For two years now, I have collaborated with a small group here in Grenoble that accompanies young people between 18 and 35 to the sacraments of Christian initiation (Baptism, Confirmation and First Communion) in the parish of St. Joseph. Sunday Mass is a surprising experience. In all of the great basilica -super cold because it is too expensive to heat it, with an apse that is cracked and a carpet that is temporary, although clean- it is difficult to find a seat because the pews are full of young people from 7PM onwards, awaiting the celebration that will begin only ten minutes after. They sit in silence, preparing for the Mass. Then the music begins, the incense rises towards the heights, and we find ourselves immersed in a liturgy that is well-curated, solemn and natural at the same time.
A Sunday does not pass in which I do not meet someone who is there for the first time.

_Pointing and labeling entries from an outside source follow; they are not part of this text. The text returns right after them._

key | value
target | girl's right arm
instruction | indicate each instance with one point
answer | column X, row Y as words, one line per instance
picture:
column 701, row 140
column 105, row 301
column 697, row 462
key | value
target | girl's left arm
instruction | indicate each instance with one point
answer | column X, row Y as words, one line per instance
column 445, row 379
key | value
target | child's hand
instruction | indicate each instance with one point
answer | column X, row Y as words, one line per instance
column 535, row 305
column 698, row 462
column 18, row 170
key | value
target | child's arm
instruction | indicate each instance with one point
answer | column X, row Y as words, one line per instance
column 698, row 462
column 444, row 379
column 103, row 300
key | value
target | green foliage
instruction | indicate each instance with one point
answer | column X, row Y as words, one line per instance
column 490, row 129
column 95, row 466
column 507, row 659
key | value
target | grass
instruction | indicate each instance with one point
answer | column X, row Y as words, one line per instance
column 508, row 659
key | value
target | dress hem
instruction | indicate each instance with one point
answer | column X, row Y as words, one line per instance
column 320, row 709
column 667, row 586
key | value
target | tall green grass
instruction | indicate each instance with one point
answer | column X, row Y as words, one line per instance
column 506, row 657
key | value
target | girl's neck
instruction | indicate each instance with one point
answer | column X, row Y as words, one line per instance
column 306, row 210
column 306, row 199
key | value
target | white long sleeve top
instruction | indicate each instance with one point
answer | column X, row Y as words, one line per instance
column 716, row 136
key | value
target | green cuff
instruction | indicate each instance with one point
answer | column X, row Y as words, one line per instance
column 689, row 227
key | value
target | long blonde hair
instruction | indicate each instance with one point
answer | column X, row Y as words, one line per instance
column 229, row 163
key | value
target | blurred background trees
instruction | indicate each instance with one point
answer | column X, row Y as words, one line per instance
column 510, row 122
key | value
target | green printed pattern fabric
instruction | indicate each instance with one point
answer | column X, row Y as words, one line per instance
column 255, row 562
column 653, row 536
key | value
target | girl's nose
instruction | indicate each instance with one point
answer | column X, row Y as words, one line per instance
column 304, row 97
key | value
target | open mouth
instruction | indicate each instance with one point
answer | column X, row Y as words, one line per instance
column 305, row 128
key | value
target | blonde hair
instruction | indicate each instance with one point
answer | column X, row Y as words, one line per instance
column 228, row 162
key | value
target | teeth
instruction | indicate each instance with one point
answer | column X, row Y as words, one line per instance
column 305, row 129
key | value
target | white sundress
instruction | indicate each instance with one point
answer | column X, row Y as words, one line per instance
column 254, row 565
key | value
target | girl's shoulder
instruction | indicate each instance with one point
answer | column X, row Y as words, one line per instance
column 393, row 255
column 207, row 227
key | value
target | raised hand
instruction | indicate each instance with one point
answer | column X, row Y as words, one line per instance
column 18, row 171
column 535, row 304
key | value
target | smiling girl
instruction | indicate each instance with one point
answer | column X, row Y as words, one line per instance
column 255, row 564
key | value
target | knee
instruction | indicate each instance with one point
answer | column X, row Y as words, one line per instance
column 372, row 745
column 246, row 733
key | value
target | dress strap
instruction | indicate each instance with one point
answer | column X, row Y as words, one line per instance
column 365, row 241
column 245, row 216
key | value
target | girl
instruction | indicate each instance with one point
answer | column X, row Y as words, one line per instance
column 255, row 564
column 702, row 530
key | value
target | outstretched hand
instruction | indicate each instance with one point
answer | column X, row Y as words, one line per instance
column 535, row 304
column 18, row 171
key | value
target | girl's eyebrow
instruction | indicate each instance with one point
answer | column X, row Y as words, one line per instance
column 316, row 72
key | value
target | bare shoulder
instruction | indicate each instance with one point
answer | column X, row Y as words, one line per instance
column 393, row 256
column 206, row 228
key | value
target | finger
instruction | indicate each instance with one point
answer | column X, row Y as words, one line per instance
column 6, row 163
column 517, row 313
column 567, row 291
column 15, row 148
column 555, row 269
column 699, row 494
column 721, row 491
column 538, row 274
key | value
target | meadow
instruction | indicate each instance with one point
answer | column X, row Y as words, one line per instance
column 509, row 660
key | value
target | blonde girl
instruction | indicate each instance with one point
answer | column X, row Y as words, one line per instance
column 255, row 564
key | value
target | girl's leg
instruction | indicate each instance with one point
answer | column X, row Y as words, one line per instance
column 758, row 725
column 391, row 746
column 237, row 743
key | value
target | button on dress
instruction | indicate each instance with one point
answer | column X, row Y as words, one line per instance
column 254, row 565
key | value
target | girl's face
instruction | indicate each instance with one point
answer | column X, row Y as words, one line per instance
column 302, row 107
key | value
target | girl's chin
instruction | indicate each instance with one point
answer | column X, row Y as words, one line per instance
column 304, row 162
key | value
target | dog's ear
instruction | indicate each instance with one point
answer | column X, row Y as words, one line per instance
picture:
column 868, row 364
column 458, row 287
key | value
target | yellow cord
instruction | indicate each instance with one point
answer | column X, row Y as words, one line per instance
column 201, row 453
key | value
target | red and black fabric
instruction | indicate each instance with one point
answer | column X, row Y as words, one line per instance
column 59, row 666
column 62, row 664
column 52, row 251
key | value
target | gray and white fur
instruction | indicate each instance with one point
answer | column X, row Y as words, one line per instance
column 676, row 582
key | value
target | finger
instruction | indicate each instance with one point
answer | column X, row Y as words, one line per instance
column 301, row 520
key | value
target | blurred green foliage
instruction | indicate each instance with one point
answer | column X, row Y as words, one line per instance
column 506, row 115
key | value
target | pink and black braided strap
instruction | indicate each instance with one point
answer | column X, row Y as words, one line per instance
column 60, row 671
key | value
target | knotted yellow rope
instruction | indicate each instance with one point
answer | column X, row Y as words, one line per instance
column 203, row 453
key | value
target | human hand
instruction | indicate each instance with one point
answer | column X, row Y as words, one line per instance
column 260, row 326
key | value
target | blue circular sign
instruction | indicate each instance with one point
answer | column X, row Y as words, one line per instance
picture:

One of the most interesting thing happens at the moment of communion: in the midst of the young people who receive the Eucharist with seriousness, there are others who present themselves before the priest with their arms crossed across their chest, which is how they indicate to the priest that they cannot yet receive the sacrament but that they desire to receive a blessing. Some come by themselves, driven by a personal urgency; others are invited with simplicity by friends, classmates, colleagues. It is a true novelty: the French state has done an immense work to ensure that people do not speak about religion outside of an intimate circle and often not even within it. And yet, a Sunday does not pass in which I do not meet someone who is there for the first time. It is not rare that someone will ask to be prepared for baptism or for First Communion. This year, there will be nine who are baptized, while there are 25 others who are already enrolled for the next year. But every month, someone new arrives. Meanwhile, about twenty young people are preparing for communion; for the most part, they were baptized as children but then never educated to the fatih. Another twenty or so are preparing for Confirmation. At the beginning, they struggle to name the desire they feel but there is no other thirst that could push these kids if not the life that is found only in God.
In 2023, we accompanied Romain to Baptism, and then to Confirmation in 2024. Some months after, he left on mission to the Christians of Armenia, leaving behind his work, his friends and a worried mother. From there, he wrote to me: “I am living many things here. Or rather, it would be better to say that I am living, period. My prayers to feel like I am truly living have been heard.”